Greetings from the Morningstar Investment Conference in Chicago, where we'll be liveblogging through Friday.

The opening address at the Morningstar Investment Conference in Chicago was given by Mohamed A. El-Erian, Co-CEO and Co-CIO of PIMCO.

Three weeks ago in Barron's, he identified four major global trends:
  • Realignment in global growth

  • Return of inflation

  • Structured finance diminishing the barriers to entry

  • Wealth transfer among nations
His latest book, When Markets Collide (McGraw-Hill), describes the causes of the recent traumas in the financial system, and will be published this month.

Today El-Erian characterized investment infrastructure as undergoing a vigorous global retooling that will will affect the financial services industry as much as the individual investor. In front of a chart that depicted the market's regard of Citi and Goldman Sachs as riskier than Brazil or Mexico, he hammered home the point that in our new, different world, smaller countries and institutions would have suffered more from recent dislocations in the markets. But now it is precisely the most sophisticated financial systems, particularly in the US and the UK that are suffering the most. Government policies are not up to the new challenges and have failed to act as circuit breakers in this new environment. "Just in time" risk management, as practiced by industry leaders, has failed.
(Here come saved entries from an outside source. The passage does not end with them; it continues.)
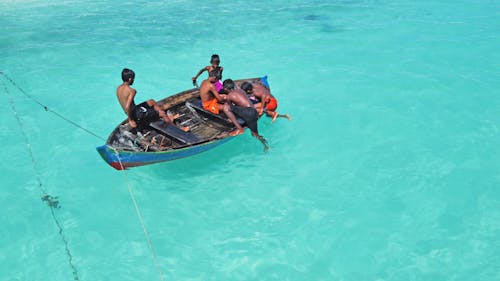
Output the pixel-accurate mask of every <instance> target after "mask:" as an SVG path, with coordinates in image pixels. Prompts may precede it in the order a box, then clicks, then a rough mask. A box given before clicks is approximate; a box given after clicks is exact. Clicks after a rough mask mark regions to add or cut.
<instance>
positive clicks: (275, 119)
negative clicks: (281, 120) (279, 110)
mask: <svg viewBox="0 0 500 281" xmlns="http://www.w3.org/2000/svg"><path fill="white" fill-rule="evenodd" d="M276 118H278V113H277V112H273V120H272V121H271V122H272V123H274V121H276Z"/></svg>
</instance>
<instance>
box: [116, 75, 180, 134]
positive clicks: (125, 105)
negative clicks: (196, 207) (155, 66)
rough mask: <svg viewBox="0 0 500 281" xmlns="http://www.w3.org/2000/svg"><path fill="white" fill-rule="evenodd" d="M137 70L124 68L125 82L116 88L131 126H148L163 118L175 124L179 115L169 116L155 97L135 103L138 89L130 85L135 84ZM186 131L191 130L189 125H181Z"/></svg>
mask: <svg viewBox="0 0 500 281" xmlns="http://www.w3.org/2000/svg"><path fill="white" fill-rule="evenodd" d="M134 79H135V72H134V71H133V70H131V69H128V68H124V69H123V70H122V80H123V83H122V84H121V85H120V86H118V88H117V89H116V96H117V97H118V101H119V102H120V105H121V106H122V108H123V111H125V114H127V116H128V121H129V124H130V127H132V128H135V127H137V126H139V127H143V126H147V125H148V124H149V123H150V122H152V121H155V120H158V119H160V118H161V119H162V120H163V121H165V122H167V123H171V124H173V120H174V119H175V118H177V117H178V116H167V114H165V111H163V110H162V109H161V108H160V107H159V106H158V105H157V104H156V102H155V101H154V100H153V99H149V100H147V101H145V102H142V103H140V104H138V105H136V104H135V102H134V98H135V95H136V94H137V91H136V90H135V89H134V88H132V87H130V86H132V84H134ZM181 129H182V130H184V131H189V128H188V127H181Z"/></svg>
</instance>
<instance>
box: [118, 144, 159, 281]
mask: <svg viewBox="0 0 500 281" xmlns="http://www.w3.org/2000/svg"><path fill="white" fill-rule="evenodd" d="M111 149H113V151H114V152H115V155H116V158H117V159H118V163H120V167H121V169H122V171H124V170H125V166H123V163H122V160H121V159H120V154H119V153H118V151H117V150H116V149H115V148H114V147H111ZM122 174H123V177H124V178H125V182H126V183H127V188H128V192H129V194H130V198H131V199H132V202H133V203H134V207H135V212H136V214H137V218H139V222H140V223H141V227H142V231H143V232H144V236H145V237H146V241H147V242H148V246H149V250H150V251H151V254H152V255H153V260H154V262H155V264H156V270H158V274H159V275H160V280H162V281H165V278H164V277H163V272H162V271H161V266H160V261H159V260H158V256H157V255H156V251H155V248H154V246H153V242H151V238H150V237H149V233H148V230H147V229H146V224H145V223H144V220H143V218H142V215H141V211H140V209H139V205H138V204H137V200H136V199H135V195H134V192H133V189H132V183H131V181H130V179H129V178H128V176H127V173H122Z"/></svg>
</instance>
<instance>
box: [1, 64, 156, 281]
mask: <svg viewBox="0 0 500 281" xmlns="http://www.w3.org/2000/svg"><path fill="white" fill-rule="evenodd" d="M0 74H1V75H3V76H4V77H5V78H6V79H7V80H8V81H9V82H10V83H11V84H12V85H13V86H14V87H16V88H17V89H18V90H19V91H20V92H21V93H22V94H24V95H25V96H26V97H28V98H29V99H30V100H32V101H33V102H35V103H36V104H38V105H40V106H41V107H43V109H44V110H45V111H48V112H51V113H53V114H54V115H56V116H57V117H59V118H61V119H62V120H64V121H66V122H68V123H70V124H71V125H73V126H75V127H77V128H79V129H81V130H83V131H85V132H87V133H89V134H91V135H93V136H94V137H96V138H98V139H101V140H103V141H106V139H104V138H103V137H101V136H99V135H97V134H96V133H94V132H92V131H90V130H88V129H86V128H84V127H82V126H80V125H79V124H77V123H76V122H74V121H72V120H70V119H68V118H66V117H65V116H63V115H61V114H59V113H58V112H56V111H54V110H52V109H50V108H49V107H48V106H46V105H44V104H43V103H41V102H40V101H38V100H37V99H35V98H33V97H32V96H30V95H28V94H27V93H26V92H25V91H24V90H23V89H22V88H21V87H19V86H18V85H17V84H16V82H15V81H14V80H13V79H12V78H10V77H9V76H8V75H7V74H5V73H3V72H2V71H0ZM2 84H3V86H4V89H5V92H6V93H7V95H8V96H9V102H10V104H11V106H12V110H13V111H14V115H15V116H16V119H17V122H18V124H19V127H20V129H21V133H22V135H23V136H24V139H25V142H26V144H27V146H28V152H29V154H30V157H31V162H32V166H33V170H34V172H35V175H36V179H37V182H38V186H39V188H40V190H41V191H42V194H43V196H42V200H43V201H46V202H47V204H48V206H49V207H50V210H51V213H52V217H53V219H54V221H55V223H56V225H57V227H58V228H59V235H60V236H61V239H62V241H63V242H64V245H65V248H66V254H67V256H68V262H69V264H70V267H71V269H72V271H73V278H74V280H75V281H79V278H78V271H77V270H76V267H75V266H74V265H73V262H72V261H73V256H72V255H71V252H70V250H69V246H68V242H67V240H66V238H65V236H64V233H63V228H62V227H61V224H60V223H59V221H58V219H57V217H56V215H55V212H54V209H59V208H60V206H59V201H58V200H57V197H52V196H50V195H48V193H47V191H46V190H45V188H44V187H43V185H42V181H41V177H40V173H39V172H38V168H37V165H36V161H35V157H34V156H33V151H32V149H31V144H30V142H29V140H28V137H27V134H26V130H25V128H24V125H23V123H22V122H21V119H20V118H19V115H18V114H17V110H16V108H15V105H14V100H13V99H12V96H11V95H10V92H9V91H8V89H7V86H6V85H5V82H4V81H2ZM113 150H114V151H115V153H116V156H117V158H118V162H119V163H120V166H121V168H122V170H124V169H125V168H124V166H123V163H122V162H121V159H120V156H119V154H118V151H116V149H115V148H113ZM123 176H124V177H125V181H126V182H127V186H128V192H129V194H130V197H131V198H132V202H133V203H134V207H135V212H136V214H137V217H138V218H139V222H140V223H141V227H142V230H143V232H144V235H145V237H146V240H147V242H148V246H149V249H150V250H151V253H152V255H153V259H154V261H155V264H156V269H157V270H158V273H159V275H160V279H161V280H162V281H164V280H165V278H164V277H163V273H162V271H161V266H160V262H159V261H158V256H157V255H156V251H155V249H154V247H153V242H151V238H150V237H149V233H148V231H147V229H146V224H145V223H144V220H143V218H142V215H141V212H140V209H139V205H138V204H137V200H136V199H135V196H134V192H133V190H132V184H131V182H130V179H129V178H128V177H127V174H126V173H123Z"/></svg>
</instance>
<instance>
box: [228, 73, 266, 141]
mask: <svg viewBox="0 0 500 281" xmlns="http://www.w3.org/2000/svg"><path fill="white" fill-rule="evenodd" d="M223 86H224V90H225V91H226V92H228V94H227V97H226V99H227V100H228V101H229V102H231V111H232V112H233V113H234V114H235V115H236V116H238V117H240V118H241V119H243V120H244V121H245V125H246V126H247V127H248V128H249V129H250V131H252V136H254V137H256V138H257V139H258V140H259V141H260V142H262V144H263V145H264V151H267V150H268V149H269V144H268V143H267V141H266V139H265V138H264V137H263V136H261V135H259V130H258V128H257V121H258V120H259V114H258V113H257V110H256V109H255V107H254V106H253V104H252V102H251V101H250V99H249V98H248V96H247V95H246V94H245V92H244V91H243V90H241V89H237V88H236V85H235V83H234V81H233V80H231V79H226V80H224V83H223Z"/></svg>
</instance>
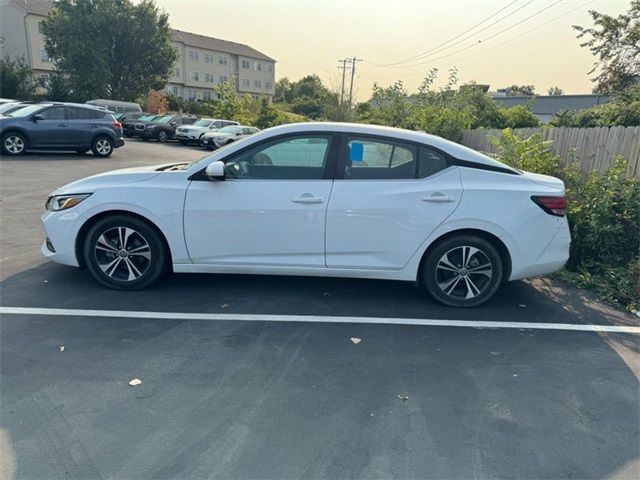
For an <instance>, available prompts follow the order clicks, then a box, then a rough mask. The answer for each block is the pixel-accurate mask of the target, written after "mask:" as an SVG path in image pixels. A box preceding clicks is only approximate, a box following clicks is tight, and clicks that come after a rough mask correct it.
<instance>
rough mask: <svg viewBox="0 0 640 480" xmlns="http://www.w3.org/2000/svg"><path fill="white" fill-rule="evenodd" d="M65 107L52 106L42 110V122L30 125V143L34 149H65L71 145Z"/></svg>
mask: <svg viewBox="0 0 640 480" xmlns="http://www.w3.org/2000/svg"><path fill="white" fill-rule="evenodd" d="M65 110H66V108H65V107H64V106H52V107H49V108H45V109H44V110H40V111H39V112H37V115H42V117H43V119H42V120H36V121H34V122H33V123H32V124H31V125H30V129H29V143H30V146H31V147H32V148H46V147H64V146H68V145H69V143H70V136H69V128H68V122H67V116H66V111H65Z"/></svg>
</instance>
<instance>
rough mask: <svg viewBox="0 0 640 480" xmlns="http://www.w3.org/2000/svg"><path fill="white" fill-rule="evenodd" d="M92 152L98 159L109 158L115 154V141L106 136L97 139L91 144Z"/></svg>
mask: <svg viewBox="0 0 640 480" xmlns="http://www.w3.org/2000/svg"><path fill="white" fill-rule="evenodd" d="M91 151H92V152H93V154H94V155H95V156H96V157H103V158H104V157H108V156H110V155H111V154H112V153H113V140H111V139H110V138H109V137H107V136H104V135H101V136H99V137H96V138H95V139H94V140H93V143H92V144H91Z"/></svg>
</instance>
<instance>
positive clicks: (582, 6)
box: [378, 0, 595, 80]
mask: <svg viewBox="0 0 640 480" xmlns="http://www.w3.org/2000/svg"><path fill="white" fill-rule="evenodd" d="M593 2H595V0H589V1H588V2H585V3H583V4H582V5H580V6H579V7H576V8H573V9H571V10H569V11H567V12H565V13H563V14H561V15H558V16H556V17H554V18H552V19H550V20H547V21H546V22H544V23H541V24H539V25H537V26H535V27H533V28H530V29H529V30H526V31H524V32H522V33H520V34H519V35H516V36H515V37H511V38H510V39H508V40H505V41H504V42H501V43H498V44H496V45H493V46H492V47H490V48H487V49H485V50H482V51H480V52H476V53H474V54H473V55H470V56H467V57H463V58H460V59H458V60H456V61H454V62H452V63H450V64H449V65H446V66H445V67H443V68H448V67H451V66H453V65H455V64H456V63H458V62H463V61H465V60H468V59H470V58H475V57H477V56H478V55H482V54H484V53H487V52H489V51H491V50H494V49H496V48H498V47H501V46H503V45H506V44H508V43H511V42H513V41H514V40H517V39H518V38H521V37H524V36H525V35H527V34H529V33H531V32H533V31H535V30H538V29H540V28H542V27H545V26H547V25H548V24H550V23H553V22H555V21H556V20H560V19H561V18H563V17H566V16H567V15H570V14H571V13H573V12H575V11H577V10H580V9H582V8H584V7H586V6H588V5H590V4H592V3H593ZM436 60H437V59H436ZM424 74H425V72H424V71H420V72H416V73H411V74H406V75H401V76H402V78H407V77H415V76H417V75H424ZM378 78H379V77H378ZM384 79H387V80H391V79H398V77H397V76H394V77H385V78H384Z"/></svg>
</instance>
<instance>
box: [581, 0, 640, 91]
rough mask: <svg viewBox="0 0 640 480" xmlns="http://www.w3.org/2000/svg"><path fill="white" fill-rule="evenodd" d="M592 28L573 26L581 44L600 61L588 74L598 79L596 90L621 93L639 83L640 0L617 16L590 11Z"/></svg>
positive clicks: (639, 45) (637, 0)
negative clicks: (591, 21)
mask: <svg viewBox="0 0 640 480" xmlns="http://www.w3.org/2000/svg"><path fill="white" fill-rule="evenodd" d="M589 14H590V15H591V18H592V19H593V24H594V27H593V28H585V27H581V26H578V25H574V26H573V28H574V29H575V30H576V31H577V32H578V35H577V38H579V39H586V40H585V41H584V42H583V43H581V44H580V46H581V47H588V48H589V50H591V53H593V55H595V56H596V58H597V60H596V62H595V63H594V65H593V68H592V69H591V70H590V71H589V74H592V73H597V75H596V76H595V77H594V78H592V81H594V82H596V86H595V87H594V89H593V91H594V93H612V92H622V91H624V90H626V89H628V88H630V87H631V86H633V85H637V84H638V83H640V0H632V1H631V3H630V6H629V11H628V12H627V13H625V14H621V15H619V16H618V17H612V16H610V15H605V14H603V13H598V12H596V11H593V10H590V11H589Z"/></svg>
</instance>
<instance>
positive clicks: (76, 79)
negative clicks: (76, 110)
mask: <svg viewBox="0 0 640 480" xmlns="http://www.w3.org/2000/svg"><path fill="white" fill-rule="evenodd" d="M43 29H44V35H45V42H46V49H47V53H48V54H49V56H50V57H51V58H53V60H54V61H55V62H56V65H57V68H58V69H59V71H60V72H62V73H64V74H65V75H66V76H67V78H68V79H69V84H70V86H71V89H72V90H73V92H74V96H76V97H77V98H79V99H85V100H86V99H89V98H100V97H103V98H111V99H118V100H128V101H135V100H136V99H138V98H139V97H140V96H141V95H143V94H146V93H147V92H148V91H149V90H150V89H161V88H163V87H164V85H165V84H166V81H167V79H168V77H169V71H170V69H171V67H172V65H173V63H174V62H175V60H176V59H177V52H176V50H175V49H174V48H173V47H172V46H171V33H170V29H169V17H168V15H167V14H166V13H164V12H162V11H160V10H159V9H158V7H157V6H156V5H155V4H154V3H153V1H152V0H142V1H141V2H137V3H133V2H132V1H131V0H59V1H57V2H53V3H52V9H51V13H50V14H49V16H48V17H47V18H46V19H45V20H44V21H43Z"/></svg>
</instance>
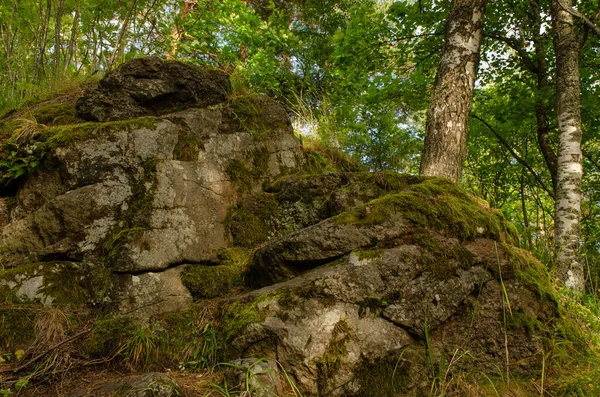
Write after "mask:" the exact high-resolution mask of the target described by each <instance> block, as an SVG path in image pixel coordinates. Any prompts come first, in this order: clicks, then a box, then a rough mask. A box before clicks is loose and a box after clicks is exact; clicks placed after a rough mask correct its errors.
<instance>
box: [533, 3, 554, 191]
mask: <svg viewBox="0 0 600 397" xmlns="http://www.w3.org/2000/svg"><path fill="white" fill-rule="evenodd" d="M532 7H533V8H534V9H533V10H532V14H533V15H534V16H535V20H534V27H533V46H534V49H535V60H536V62H535V65H536V70H535V72H536V75H537V92H536V97H535V118H536V121H537V137H538V145H539V147H540V151H541V152H542V155H543V156H544V161H545V162H546V166H547V167H548V170H549V171H550V177H551V178H552V188H553V191H554V194H555V195H556V184H557V182H558V179H557V176H556V175H557V163H558V159H557V157H556V153H555V152H554V149H552V145H551V142H550V122H549V121H548V120H549V113H550V109H549V107H550V106H549V104H548V101H547V99H546V96H547V91H548V89H549V86H550V79H549V76H548V64H547V62H546V51H545V48H544V39H543V37H542V21H541V18H542V9H541V6H540V2H539V0H535V1H534V2H532Z"/></svg>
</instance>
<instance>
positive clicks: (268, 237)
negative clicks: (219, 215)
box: [226, 193, 279, 248]
mask: <svg viewBox="0 0 600 397" xmlns="http://www.w3.org/2000/svg"><path fill="white" fill-rule="evenodd" d="M278 210H279V204H278V203H277V200H276V199H275V198H274V197H273V196H272V195H270V194H268V193H262V194H258V195H255V196H254V197H252V198H250V199H248V200H245V201H244V202H242V203H240V204H239V205H237V206H235V207H231V208H230V209H229V212H228V215H227V220H226V223H227V226H228V229H229V231H230V233H231V236H232V237H233V243H234V245H236V246H240V247H245V248H253V247H256V246H257V245H259V244H261V243H264V242H265V241H267V240H268V239H269V237H270V236H269V233H270V232H271V230H272V223H271V218H272V217H273V216H274V215H275V214H277V212H278Z"/></svg>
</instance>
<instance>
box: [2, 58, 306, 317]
mask: <svg viewBox="0 0 600 397" xmlns="http://www.w3.org/2000/svg"><path fill="white" fill-rule="evenodd" d="M194 73H195V74H194ZM169 79H170V80H169ZM178 79H179V80H178ZM180 80H181V81H180ZM184 80H185V81H184ZM100 87H101V89H100V91H102V90H105V91H106V90H113V91H114V90H117V91H118V90H121V91H124V92H126V93H127V95H129V96H128V97H127V98H129V99H127V98H125V99H123V98H120V99H119V95H117V94H118V93H116V91H115V92H113V91H111V92H112V94H110V95H109V94H107V92H108V91H107V92H104V91H102V92H104V93H103V94H102V92H100V91H99V92H100V94H102V95H100V94H98V95H100V96H99V97H94V96H90V95H87V94H86V96H84V97H83V98H81V99H80V101H79V102H78V106H79V108H80V110H81V109H82V106H83V105H82V103H84V102H85V104H86V106H88V105H89V106H92V107H94V109H96V108H98V109H100V108H102V109H105V110H106V111H109V110H110V109H113V110H110V111H111V112H112V111H115V112H116V111H120V110H119V109H120V108H119V106H117V105H116V104H112V105H110V106H108V105H107V102H106V101H105V99H106V98H108V97H110V98H112V99H114V100H119V101H125V100H127V101H133V100H135V101H136V103H141V104H144V106H146V108H147V109H150V110H152V111H148V112H146V111H144V112H141V111H140V112H137V111H136V112H133V113H131V112H129V113H123V114H121V113H119V115H105V116H102V117H100V116H98V117H91V118H90V117H88V119H90V120H101V121H104V120H115V119H125V118H131V117H137V116H140V115H143V116H145V115H158V114H160V117H141V118H135V119H131V120H125V121H116V122H108V123H81V124H75V125H72V126H69V128H70V129H71V130H70V131H69V132H68V134H69V135H68V136H67V138H69V139H68V140H66V139H64V138H62V139H64V140H65V141H66V142H65V143H64V144H59V145H56V146H55V147H52V150H51V151H50V152H49V153H47V154H46V156H45V159H44V163H43V164H42V165H41V166H40V167H38V168H37V169H36V170H35V172H33V173H32V174H31V175H29V176H28V177H27V178H26V179H25V180H24V181H23V182H22V183H21V184H20V186H19V189H18V191H17V192H16V195H15V196H14V197H6V198H2V199H1V200H0V226H1V232H0V251H1V252H2V254H1V255H2V261H3V266H4V267H5V268H8V269H11V268H14V270H13V271H12V272H13V273H15V274H17V273H19V274H21V273H22V274H21V275H20V276H19V280H21V282H23V283H26V282H27V277H26V274H28V273H27V272H25V270H23V272H20V270H19V269H20V267H23V266H27V265H29V264H31V263H40V264H41V265H40V266H42V267H44V266H46V265H45V264H48V265H47V266H51V265H49V264H50V263H52V262H54V261H67V262H69V263H76V264H82V266H83V264H85V263H93V264H95V265H98V266H103V267H104V268H108V269H110V272H112V273H113V274H114V275H115V277H114V280H116V282H115V284H116V285H117V286H118V288H116V289H115V294H116V295H115V297H114V298H115V300H116V302H120V303H119V306H122V307H123V308H124V309H125V310H132V309H134V307H133V306H135V305H146V304H148V303H150V301H152V299H151V298H150V297H155V298H156V299H158V300H157V302H158V301H160V299H159V298H162V296H163V295H165V294H166V295H167V296H169V297H170V298H169V299H168V300H169V301H170V302H171V303H172V304H161V305H157V308H158V309H160V310H164V311H168V310H173V309H177V308H182V307H185V306H187V305H189V303H190V302H191V298H190V295H189V293H187V292H184V290H185V287H183V285H181V282H180V281H179V277H178V276H173V275H174V274H177V275H178V274H179V273H180V271H181V269H180V268H179V266H181V265H185V264H189V263H206V262H211V261H214V259H215V258H216V256H217V253H218V251H219V250H220V249H223V248H225V247H227V246H228V243H229V241H228V231H227V230H226V227H225V221H226V217H227V210H228V208H229V207H230V206H232V205H233V204H235V203H236V202H238V201H239V200H240V198H242V197H244V196H245V195H247V194H249V193H251V192H253V191H257V190H260V187H261V185H262V183H263V182H267V181H271V180H273V179H275V178H277V177H279V176H281V175H283V174H285V173H288V172H290V171H292V170H295V169H297V168H299V167H302V166H304V164H305V162H306V159H305V155H304V152H303V151H302V148H301V144H300V141H299V140H298V139H297V138H296V137H295V136H294V135H293V131H292V127H291V124H290V121H289V119H288V117H287V113H286V112H285V110H284V109H283V107H282V106H281V105H279V104H277V103H276V102H275V101H273V100H272V99H270V98H268V97H266V96H262V95H250V96H247V97H240V98H235V99H233V100H232V104H231V105H228V104H226V103H225V101H226V100H227V99H228V98H227V94H228V92H229V80H228V77H227V76H226V75H223V74H222V73H221V72H218V73H217V72H207V71H203V70H199V69H197V68H193V67H189V66H186V65H183V64H179V63H173V62H165V63H163V62H162V61H160V60H158V59H154V58H151V59H147V58H146V59H142V60H134V61H132V62H130V63H128V64H124V65H123V66H121V67H120V68H119V69H118V70H116V71H115V72H114V73H110V74H109V75H107V77H105V78H104V79H103V80H102V81H101V82H100ZM119 92H120V91H119ZM167 93H168V95H167ZM132 98H133V99H132ZM168 98H171V99H172V100H167V99H168ZM173 98H175V99H177V100H175V99H173ZM150 99H152V100H150ZM180 99H181V100H184V99H185V100H186V101H188V100H189V101H188V102H186V103H185V104H182V103H181V101H180ZM159 105H160V106H159ZM107 109H108V110H107ZM232 109H233V110H232ZM96 110H97V109H96ZM90 112H91V113H94V114H95V111H90ZM51 131H52V132H53V133H54V130H51ZM56 131H57V132H56V134H60V133H61V132H60V130H56ZM71 136H74V137H75V138H70V137H71ZM170 268H173V270H172V271H171V272H165V271H164V270H166V269H170ZM36 277H37V276H36ZM14 283H15V281H14V277H13V278H11V288H12V287H14V288H16V289H17V290H18V289H19V288H21V287H20V286H18V285H13V284H14ZM154 288H155V289H156V290H153V289H154ZM142 290H143V291H146V292H147V293H141V292H140V291H142ZM43 299H46V298H43ZM47 299H51V298H50V297H48V298H47ZM125 302H127V304H126V303H125ZM132 302H134V303H135V304H134V303H132ZM158 309H157V310H158ZM152 312H153V310H146V311H144V313H146V314H148V313H152Z"/></svg>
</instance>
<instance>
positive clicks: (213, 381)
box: [11, 368, 222, 397]
mask: <svg viewBox="0 0 600 397" xmlns="http://www.w3.org/2000/svg"><path fill="white" fill-rule="evenodd" d="M169 375H170V376H172V377H173V378H175V379H176V380H178V381H179V382H180V383H181V384H182V385H183V394H181V395H180V397H202V396H205V395H211V394H209V393H210V391H211V390H214V388H213V387H212V385H213V382H215V383H217V382H219V383H222V375H221V374H220V373H216V372H214V371H210V370H198V371H194V372H190V371H171V372H169ZM127 376H129V374H125V373H123V372H119V371H116V370H108V369H106V368H87V369H83V370H77V371H74V372H70V373H68V374H67V375H65V376H63V377H61V378H58V379H55V380H53V381H51V382H40V383H37V382H36V384H32V385H29V386H28V387H25V388H23V389H22V390H21V391H16V392H15V393H14V394H11V397H40V396H44V397H96V396H98V397H99V396H107V395H110V393H107V392H105V391H102V389H103V388H104V387H106V386H107V385H109V384H112V383H116V382H119V381H122V380H123V379H124V378H125V377H127ZM131 376H135V374H132V375H131Z"/></svg>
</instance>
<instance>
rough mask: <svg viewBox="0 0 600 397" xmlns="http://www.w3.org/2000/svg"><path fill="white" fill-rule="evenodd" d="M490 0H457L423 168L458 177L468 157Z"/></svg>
mask: <svg viewBox="0 0 600 397" xmlns="http://www.w3.org/2000/svg"><path fill="white" fill-rule="evenodd" d="M485 3H486V0H454V1H453V2H452V10H451V11H450V15H449V16H448V20H447V22H446V33H445V38H444V50H443V52H442V57H441V59H440V66H439V67H438V70H437V74H436V77H435V83H434V85H433V90H432V94H431V103H430V105H429V111H428V113H427V124H426V133H425V147H424V149H423V155H422V157H421V169H420V172H419V173H420V174H421V175H423V176H438V177H444V178H449V179H451V180H453V181H455V182H456V181H458V179H459V178H460V175H461V172H462V164H463V162H464V160H465V157H466V151H467V148H466V144H467V122H468V117H469V112H470V111H471V105H472V103H473V87H474V85H475V78H476V75H477V62H478V55H479V48H480V46H481V39H482V36H483V34H482V30H483V13H484V9H485Z"/></svg>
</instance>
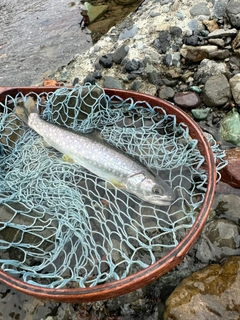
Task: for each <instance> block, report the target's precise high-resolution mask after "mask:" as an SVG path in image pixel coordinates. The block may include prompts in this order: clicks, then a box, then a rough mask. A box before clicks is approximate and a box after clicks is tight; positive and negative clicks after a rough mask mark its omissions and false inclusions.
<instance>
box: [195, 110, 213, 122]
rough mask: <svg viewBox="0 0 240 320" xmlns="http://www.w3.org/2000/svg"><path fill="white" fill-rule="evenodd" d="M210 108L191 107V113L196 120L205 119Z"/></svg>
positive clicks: (202, 119)
mask: <svg viewBox="0 0 240 320" xmlns="http://www.w3.org/2000/svg"><path fill="white" fill-rule="evenodd" d="M210 111H211V108H204V109H192V110H191V113H192V115H193V117H194V119H196V120H206V119H207V117H208V115H209V113H210Z"/></svg>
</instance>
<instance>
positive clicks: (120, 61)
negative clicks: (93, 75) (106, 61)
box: [113, 44, 129, 64]
mask: <svg viewBox="0 0 240 320" xmlns="http://www.w3.org/2000/svg"><path fill="white" fill-rule="evenodd" d="M128 52H129V46H127V45H125V44H123V45H122V46H121V47H119V48H118V49H117V50H116V51H115V52H114V54H113V61H114V62H115V63H117V64H120V63H121V62H122V61H123V59H124V58H125V57H126V55H127V54H128Z"/></svg>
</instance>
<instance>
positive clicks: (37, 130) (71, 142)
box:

Mohamed A. El-Erian at the Morningstar Investment Conference

The US consumer faces headwinds because of the housing market, and the fact that a house can no longer be used as an ATM when home prices fall. Meanwhile, in emerging markets, consumers are getting richer and are building new middle classes and reaching new heights of consumption. Both these newly enriched consumers in India, China and Brazil, as well as the stressed US consumers, will be facing new inflationary pressures to which neither is accustomed.

The implications for investors will be to insist on clarity about their return expectations as well as risk tolerance. They will need to revisit asset allocations for secular robustness and choose among new investment management vehicles in the context of new configurations of risk.

PIMCO's ways of addressing these phenomena include "constructive paranoia," which consists of management constantly asking itself "What can go wrong?" and hardwiring mechanisms to second-guess its own conclusions.

Investors should not treat the recent behavior of the market as a "one-off" — don't think we're going back to business as usual. The crisis we are facing also involves opportunity, as long as investors don't fall into the trap of narrowly framing asset classes.

Additional quotations: "The rest of the world will still outgrow the US." "We are living in a world of permanently higher (and more volatile) commodity prices." "Correlations among asset classes will change." "The financial services industry must evolve from products to solutions." "We [PIMCO] see 1-2 percent growth in the US economy for the next two years." "This time is different, and I say that very seldom."

Crystal ball alert: He also revealed that PIMCO is working on a forward-looking [!] index for the bond market.

The takeaway: Invest more heavily in both international equities and bonds as well as additional asset classes (see his portfolio above).